I think the real resistance, the real fear, will show up when you try to get people to give up Quicken or MS Money in favor of some OSS replacement.
IMHO, people will be much more worried about looseing their banking info, check book ballances, account numbers, payment histories, and other financial information... By comparision to worrying about formating of a frigging .doc vs. a .rtf, which do YOU think they will worry about more?
I submitted this story twice only to get it rejected. Over at News.com there's an article about Walmart stepping out ahead and offering PC's WITHOUT an OS! This will not only drop the cost of the PC but will alert consumers that yes, they ARE paying for the OS and yes, it DOES matter that linux is free.
There is no reasonable defense against an idiot with an agenda
:wq
Agreeing with the other guy, and being fairly proficient with VB and macro viruses (I read and sometimes unobfuscate the code), I quickly got to work...
Working with Word 2000, they pretty much allow anything to be scripted, including MOST of the options. There's actually an Options object, which is accessable from the Application object. It consists of 160 some odd properties which can turn on a number of options, but I CANNOT change the default Save option. Oh yes, it's there in the Diaglog box, and I can change the default Open format to RTF from the Options object, but I CANNOT change the default Save option.
There are 20 some options dedicated alone to "Format As You Type", how often auto save kicks in, Grid Distance, Hebrew Mode, INS Key For Paste, RTF in Clipboard, etc.
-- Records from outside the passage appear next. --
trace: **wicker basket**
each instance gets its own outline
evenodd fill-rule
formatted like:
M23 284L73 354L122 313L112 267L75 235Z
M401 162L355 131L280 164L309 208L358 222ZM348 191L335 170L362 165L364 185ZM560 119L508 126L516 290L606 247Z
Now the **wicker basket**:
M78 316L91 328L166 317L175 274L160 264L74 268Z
But there is no option for changing the default save to RTF.
Seems to me Microsoft doesn't want an easy way to give IT administrators an easy way to change the default save option for hundreds of machines.
Steve
"Communism is like having one [local] phone company " - Lenny Bruce
So Linux is ready for the desktop of the vast majority of users, who never go beyond word processing, spreadsheets, and email. The fact that it doesn't have what you think is necessary is irrelevant. Claiming that it isn't ready for the desktop just because it isn't ready for your desktop is an exercise in ego.
Ah, but lots of people want to do video editing, manage their photo albums without configuring DV camera drivers and other simple tasks that, yes, can be accomplished using LInux if you are a fairly adept user. However, there are millions upon millions of people who never want to have to compile a kernel, deal with drivers or use a terminal.
Again, I think KDE and Gnome are pretty decent desktop environments and are only getting better. However, until the UI behaves as consistently or stably as Mac OS 9, Mac OS X, or shudder, Windows it's just not going to take off. The core of what's needed is there. It's just that pretty much most Linux development is targeted at creating a user experience based around the desires of programmers and networking people.
Yes, Linux is a desktop OS, but it's main strengths are still in the back end arena where the lack of an inconsistent UI is not that much of an issue.
I use Linux at home. Mostly for teaching myself new things, but when I need to get honest work done, I switch over to my trusty PowerMac and fire up applications that I know are going to behave and perform in a very consistent and predictable way. KDE and Gnome are still just a little too rough at this point for the average user, which, yes, includes those millions and millions of parents out there who are going to be spending their disposable income so that their children can have computers. Hopefully, some of the kids will be adventurous and try installing Linux or OS X or NetBSD or BeOS (if they can find it).
Linux is NOT going to take over the desktop but I sincerely hope it has a long and fruitful run serving people faithfully.